Find a file
Andrii Nakryiko bdb7b79b4c bpf: Switch most helper return values from 32-bit int to 64-bit long
Switch most of BPF helper definitions from returning int to long. These
definitions are coming from comments in BPF UAPI header and are used to
generate bpf_helper_defs.h (under libbpf) to be later included and used from
BPF programs.

In actual in-kernel implementation, all the helpers are defined as returning
u64, but due to some historical reasons, most of them are actually defined as
returning int in UAPI (usually, to return 0 on success, and negative value on
error).

This actually causes Clang to quite often generate sub-optimal code, because
compiler believes that return value is 32-bit, and in a lot of cases has to be
up-converted (usually with a pair of 32-bit bit shifts) to 64-bit values,
before they can be used further in BPF code.
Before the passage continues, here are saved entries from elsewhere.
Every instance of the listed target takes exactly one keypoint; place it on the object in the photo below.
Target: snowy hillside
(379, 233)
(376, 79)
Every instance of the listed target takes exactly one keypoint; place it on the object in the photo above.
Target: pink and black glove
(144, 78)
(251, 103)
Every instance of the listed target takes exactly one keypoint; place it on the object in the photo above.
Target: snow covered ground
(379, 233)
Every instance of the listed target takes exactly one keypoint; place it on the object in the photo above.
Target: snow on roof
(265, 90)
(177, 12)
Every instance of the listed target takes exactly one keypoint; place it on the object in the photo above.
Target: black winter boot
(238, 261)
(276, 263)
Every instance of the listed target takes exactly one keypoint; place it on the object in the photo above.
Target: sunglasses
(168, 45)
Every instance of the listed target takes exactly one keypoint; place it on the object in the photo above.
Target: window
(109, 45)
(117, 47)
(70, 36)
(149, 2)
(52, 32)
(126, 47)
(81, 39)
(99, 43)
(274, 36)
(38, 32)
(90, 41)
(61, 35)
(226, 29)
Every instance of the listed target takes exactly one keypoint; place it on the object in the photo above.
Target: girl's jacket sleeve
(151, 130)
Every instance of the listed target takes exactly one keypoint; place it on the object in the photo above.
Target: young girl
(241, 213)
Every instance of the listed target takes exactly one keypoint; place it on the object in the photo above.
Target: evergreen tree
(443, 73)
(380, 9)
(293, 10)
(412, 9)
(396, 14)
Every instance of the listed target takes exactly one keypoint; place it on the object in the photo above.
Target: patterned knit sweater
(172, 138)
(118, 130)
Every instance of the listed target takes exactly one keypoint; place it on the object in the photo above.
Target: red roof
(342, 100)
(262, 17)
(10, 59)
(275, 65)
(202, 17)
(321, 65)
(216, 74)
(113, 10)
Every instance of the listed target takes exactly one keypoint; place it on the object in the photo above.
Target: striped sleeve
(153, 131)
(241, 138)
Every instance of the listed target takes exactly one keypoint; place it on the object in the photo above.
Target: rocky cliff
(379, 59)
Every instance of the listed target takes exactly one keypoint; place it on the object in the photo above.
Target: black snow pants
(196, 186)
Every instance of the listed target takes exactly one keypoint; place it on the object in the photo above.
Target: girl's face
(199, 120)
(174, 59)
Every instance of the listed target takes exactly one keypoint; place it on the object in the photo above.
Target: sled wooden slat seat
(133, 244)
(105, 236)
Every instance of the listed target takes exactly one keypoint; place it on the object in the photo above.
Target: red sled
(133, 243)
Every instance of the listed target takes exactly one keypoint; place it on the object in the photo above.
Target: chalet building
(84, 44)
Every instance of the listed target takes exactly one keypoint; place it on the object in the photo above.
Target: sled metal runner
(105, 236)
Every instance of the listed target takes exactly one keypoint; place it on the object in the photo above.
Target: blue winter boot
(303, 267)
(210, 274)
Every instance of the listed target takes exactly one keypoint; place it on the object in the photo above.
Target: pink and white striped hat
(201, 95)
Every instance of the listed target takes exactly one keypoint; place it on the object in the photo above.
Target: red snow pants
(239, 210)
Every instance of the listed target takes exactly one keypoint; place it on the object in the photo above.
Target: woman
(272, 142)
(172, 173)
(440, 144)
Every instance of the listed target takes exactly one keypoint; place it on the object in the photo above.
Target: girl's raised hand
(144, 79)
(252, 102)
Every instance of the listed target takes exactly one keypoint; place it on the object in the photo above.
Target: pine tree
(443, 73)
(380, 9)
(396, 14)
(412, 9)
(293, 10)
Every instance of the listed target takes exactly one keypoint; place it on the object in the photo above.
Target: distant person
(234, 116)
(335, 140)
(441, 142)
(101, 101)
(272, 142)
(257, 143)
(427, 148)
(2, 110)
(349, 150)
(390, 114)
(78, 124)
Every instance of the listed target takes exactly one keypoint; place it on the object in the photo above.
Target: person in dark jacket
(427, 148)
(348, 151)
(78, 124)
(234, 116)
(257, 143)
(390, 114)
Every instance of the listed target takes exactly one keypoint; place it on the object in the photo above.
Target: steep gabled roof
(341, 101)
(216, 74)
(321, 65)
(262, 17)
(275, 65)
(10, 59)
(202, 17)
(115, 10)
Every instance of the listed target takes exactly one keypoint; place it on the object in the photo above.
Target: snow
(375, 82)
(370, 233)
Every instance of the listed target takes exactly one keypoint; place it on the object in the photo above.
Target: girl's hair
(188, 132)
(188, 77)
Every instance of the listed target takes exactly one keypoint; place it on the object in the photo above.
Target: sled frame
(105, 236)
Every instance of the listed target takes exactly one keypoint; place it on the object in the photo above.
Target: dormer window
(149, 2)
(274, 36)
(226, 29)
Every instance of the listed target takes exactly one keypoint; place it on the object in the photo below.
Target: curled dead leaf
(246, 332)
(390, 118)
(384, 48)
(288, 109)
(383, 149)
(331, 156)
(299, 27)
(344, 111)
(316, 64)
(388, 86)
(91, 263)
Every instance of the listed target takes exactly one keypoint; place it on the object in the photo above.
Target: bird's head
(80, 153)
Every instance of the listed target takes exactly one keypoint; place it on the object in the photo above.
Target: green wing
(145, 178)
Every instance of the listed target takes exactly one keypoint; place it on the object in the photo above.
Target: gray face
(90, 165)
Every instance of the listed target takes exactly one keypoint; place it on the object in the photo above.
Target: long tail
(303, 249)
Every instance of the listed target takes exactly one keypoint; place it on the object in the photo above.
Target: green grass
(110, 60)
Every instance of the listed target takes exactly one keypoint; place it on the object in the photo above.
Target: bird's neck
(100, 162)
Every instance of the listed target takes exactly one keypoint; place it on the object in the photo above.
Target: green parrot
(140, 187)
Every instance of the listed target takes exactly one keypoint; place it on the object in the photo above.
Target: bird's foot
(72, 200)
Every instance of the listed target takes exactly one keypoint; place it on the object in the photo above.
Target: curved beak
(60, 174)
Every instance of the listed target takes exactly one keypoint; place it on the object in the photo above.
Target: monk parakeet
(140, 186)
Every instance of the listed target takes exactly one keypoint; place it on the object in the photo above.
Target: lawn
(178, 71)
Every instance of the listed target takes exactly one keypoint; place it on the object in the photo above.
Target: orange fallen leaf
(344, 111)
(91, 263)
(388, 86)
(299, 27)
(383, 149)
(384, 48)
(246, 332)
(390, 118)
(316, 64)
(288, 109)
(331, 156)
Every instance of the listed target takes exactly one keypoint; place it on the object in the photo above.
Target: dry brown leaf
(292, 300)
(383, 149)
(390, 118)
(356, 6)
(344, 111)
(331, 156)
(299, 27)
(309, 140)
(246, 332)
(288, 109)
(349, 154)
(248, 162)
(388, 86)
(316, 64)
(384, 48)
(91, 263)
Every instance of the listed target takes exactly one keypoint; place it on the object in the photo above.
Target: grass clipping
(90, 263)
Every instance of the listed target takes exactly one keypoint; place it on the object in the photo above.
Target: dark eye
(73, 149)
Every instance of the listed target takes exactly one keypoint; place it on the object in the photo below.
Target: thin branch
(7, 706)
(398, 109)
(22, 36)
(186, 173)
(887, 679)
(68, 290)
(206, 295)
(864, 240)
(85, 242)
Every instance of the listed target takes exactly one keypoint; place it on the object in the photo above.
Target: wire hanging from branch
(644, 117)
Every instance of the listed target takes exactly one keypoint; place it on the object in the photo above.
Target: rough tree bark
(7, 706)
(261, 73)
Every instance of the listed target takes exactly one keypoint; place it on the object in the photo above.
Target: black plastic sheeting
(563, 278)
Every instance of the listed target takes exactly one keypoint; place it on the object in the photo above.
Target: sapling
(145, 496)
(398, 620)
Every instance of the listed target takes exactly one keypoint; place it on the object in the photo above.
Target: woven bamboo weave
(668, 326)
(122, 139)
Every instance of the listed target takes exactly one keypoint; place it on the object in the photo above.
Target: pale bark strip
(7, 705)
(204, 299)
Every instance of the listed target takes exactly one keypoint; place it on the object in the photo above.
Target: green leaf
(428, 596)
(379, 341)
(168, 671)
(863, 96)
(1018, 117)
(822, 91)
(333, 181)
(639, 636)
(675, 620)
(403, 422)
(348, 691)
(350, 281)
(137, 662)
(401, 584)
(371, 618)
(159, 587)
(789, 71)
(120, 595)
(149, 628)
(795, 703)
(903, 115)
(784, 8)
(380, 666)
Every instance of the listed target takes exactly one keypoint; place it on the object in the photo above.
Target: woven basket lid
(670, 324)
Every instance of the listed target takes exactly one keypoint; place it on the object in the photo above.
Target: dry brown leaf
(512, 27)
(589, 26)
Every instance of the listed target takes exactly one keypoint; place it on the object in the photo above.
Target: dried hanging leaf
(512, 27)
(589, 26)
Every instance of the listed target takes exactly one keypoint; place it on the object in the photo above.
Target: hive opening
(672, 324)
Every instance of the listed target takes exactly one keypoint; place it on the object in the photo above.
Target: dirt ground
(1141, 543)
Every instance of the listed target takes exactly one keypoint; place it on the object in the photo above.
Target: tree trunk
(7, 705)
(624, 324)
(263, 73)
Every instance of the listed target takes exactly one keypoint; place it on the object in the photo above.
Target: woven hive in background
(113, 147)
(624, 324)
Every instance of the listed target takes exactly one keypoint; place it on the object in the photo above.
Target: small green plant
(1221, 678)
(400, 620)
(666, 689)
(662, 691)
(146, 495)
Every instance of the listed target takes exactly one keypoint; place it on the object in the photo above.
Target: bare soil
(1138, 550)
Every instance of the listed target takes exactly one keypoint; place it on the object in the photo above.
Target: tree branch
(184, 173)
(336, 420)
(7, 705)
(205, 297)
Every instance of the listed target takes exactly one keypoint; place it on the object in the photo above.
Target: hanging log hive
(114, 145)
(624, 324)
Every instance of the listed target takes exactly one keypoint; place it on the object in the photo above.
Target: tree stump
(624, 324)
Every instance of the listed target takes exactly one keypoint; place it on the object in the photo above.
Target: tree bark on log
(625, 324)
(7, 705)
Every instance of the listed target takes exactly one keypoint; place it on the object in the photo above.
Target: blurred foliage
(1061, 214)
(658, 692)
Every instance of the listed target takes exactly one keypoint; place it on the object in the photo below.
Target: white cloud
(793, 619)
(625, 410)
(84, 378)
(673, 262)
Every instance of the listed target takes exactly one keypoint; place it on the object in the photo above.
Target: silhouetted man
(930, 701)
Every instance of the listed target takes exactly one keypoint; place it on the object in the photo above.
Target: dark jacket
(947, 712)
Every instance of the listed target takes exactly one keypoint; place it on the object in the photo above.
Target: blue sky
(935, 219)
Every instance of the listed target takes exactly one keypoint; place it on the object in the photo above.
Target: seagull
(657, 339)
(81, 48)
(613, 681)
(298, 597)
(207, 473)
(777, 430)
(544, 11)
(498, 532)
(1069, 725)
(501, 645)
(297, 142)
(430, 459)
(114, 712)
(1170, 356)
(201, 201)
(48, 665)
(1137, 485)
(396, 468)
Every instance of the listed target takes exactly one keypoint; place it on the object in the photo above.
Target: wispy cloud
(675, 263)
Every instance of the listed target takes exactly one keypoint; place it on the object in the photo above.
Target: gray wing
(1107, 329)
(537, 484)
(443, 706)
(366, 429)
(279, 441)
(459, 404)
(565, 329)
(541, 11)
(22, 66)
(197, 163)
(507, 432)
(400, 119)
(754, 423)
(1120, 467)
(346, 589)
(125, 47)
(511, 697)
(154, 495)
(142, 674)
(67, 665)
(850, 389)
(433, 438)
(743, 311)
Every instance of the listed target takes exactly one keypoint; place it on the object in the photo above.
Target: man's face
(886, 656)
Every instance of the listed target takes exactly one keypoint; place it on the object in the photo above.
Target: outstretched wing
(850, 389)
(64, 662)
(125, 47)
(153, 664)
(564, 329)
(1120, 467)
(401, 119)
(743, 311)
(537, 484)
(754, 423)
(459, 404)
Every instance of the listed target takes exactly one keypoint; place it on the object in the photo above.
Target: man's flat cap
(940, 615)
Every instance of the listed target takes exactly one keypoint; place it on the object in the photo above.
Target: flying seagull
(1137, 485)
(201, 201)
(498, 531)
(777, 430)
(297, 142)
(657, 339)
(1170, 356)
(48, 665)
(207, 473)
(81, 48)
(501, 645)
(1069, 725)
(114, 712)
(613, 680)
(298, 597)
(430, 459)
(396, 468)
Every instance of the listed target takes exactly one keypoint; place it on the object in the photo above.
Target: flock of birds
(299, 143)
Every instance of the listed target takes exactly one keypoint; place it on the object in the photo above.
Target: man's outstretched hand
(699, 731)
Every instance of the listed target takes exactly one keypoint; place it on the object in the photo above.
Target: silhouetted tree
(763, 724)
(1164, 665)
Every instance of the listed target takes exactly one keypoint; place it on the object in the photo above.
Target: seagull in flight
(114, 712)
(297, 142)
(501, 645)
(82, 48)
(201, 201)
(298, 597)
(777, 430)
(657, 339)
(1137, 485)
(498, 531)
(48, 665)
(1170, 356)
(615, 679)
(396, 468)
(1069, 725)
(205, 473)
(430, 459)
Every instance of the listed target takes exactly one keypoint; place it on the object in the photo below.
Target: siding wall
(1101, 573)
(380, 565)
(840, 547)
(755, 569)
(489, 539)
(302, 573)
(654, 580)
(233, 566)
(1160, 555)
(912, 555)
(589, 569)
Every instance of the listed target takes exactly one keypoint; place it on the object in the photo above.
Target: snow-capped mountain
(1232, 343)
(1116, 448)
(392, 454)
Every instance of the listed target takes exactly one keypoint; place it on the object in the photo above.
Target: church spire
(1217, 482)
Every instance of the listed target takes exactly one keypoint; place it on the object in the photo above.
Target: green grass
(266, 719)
Besides just "polluting" the code, these 32-bit shifts quite often cause
problems for cases in which return value matters. This is especially the case
for the family of bpf_probe_read_str() functions. There are few other similar
helpers (e.g., bpf_read_branch_records()), in which return value is used by
BPF program logic to record variable-length data and process it. For such
cases, BPF program logic carefully manages offsets within some array or map to
read variable-length data. For such uses, it's crucial for BPF verifier to
track possible range of register values to prove that all the accesses happen
within given memory bounds. Those extraneous zero-extending bit shifts,
inserted by Clang (and quite often interleaved with other code, which makes
the issues even more challenging and sometimes requires employing extra
per-variable compiler barriers), throws off verifier logic and makes it mark
registers as having unknown variable offset. We'll study this pattern a bit
later below.

Another common pattern is to check return of BPF helper for non-zero state to
detect error conditions and attempt alternative actions in such case. Even in
this simple and straightforward case, this 32-bit vs BPF's native 64-bit mode
quite often leads to sub-optimal and unnecessary extra code. We'll look at
this pattern as well.

Clang's BPF target supports two modes of code generation: ALU32, in which it
is capable of using lower 32-bit parts of registers, and no-ALU32, in which
only full 64-bit registers are being used. ALU32 mode somewhat mitigates the
above described problems, but not in all cases.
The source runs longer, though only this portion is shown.